According to Assemblywoman Carmen Arroyo, “The DOJ’s attempt to include a question on “citizenship status” is another attempt to target the immigrant population. This will only increase fear and lead to a further reduction in low response rates. An undercount in the census will negatively impact the number of congressional representatives and help this President’s administration achieve their goal of reducing much needed federal aid to the State of New York. An inaccurate census impacts us all especially the most vulnerable in our society.”

According to Crespo, “Currently, the U.S. Commerce Department is doing a trial run of the 2020 Census in the State of Rhode Island. This trial run does not include a citizenship question and the Census Bureau will not have a means of testing the negative impact this single question will have on its mission to count every resident of our country.” He added, “I stand in total amazement of how far the current Administration will go to undermine our Constitution, create fear and dilute the power of the people as is clearly evident with the decision announced yesterday on this matter.”

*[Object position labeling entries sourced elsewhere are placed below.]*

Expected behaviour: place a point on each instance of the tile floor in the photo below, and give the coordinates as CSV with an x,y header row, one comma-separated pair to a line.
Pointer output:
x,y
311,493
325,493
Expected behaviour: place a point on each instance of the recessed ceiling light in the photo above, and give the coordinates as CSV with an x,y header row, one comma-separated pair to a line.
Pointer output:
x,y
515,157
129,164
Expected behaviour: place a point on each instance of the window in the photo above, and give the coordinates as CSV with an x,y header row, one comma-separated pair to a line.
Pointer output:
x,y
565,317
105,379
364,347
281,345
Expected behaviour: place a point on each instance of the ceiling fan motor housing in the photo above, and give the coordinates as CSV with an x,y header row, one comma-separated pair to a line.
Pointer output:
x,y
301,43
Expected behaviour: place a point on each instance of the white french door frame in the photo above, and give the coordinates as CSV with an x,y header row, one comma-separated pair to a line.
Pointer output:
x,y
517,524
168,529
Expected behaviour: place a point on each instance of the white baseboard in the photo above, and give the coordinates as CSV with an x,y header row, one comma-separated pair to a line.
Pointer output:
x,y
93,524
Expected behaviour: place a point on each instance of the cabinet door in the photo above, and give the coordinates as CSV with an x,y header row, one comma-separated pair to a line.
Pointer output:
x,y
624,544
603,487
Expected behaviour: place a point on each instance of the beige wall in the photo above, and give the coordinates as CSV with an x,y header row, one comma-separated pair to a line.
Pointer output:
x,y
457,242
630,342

"To ask for citizenship status in the 2020 census is a clear indication that the US Department of Justice aims to exclude many from this population count. The negative socio-economic implications of an under-count in our state are detrimental to communities of color. A census by definition is a population count of individuals living in a particular geographic area; thus, a disclosure of their status is irrelevant in completing an accurate count. This decision will inflict additional fear in immigrant communities across our state and will undoubtedly result in lower investments and lack of resources for support for our communities who are already undeserved,” said Assemblywoman Carmen De La Rosa.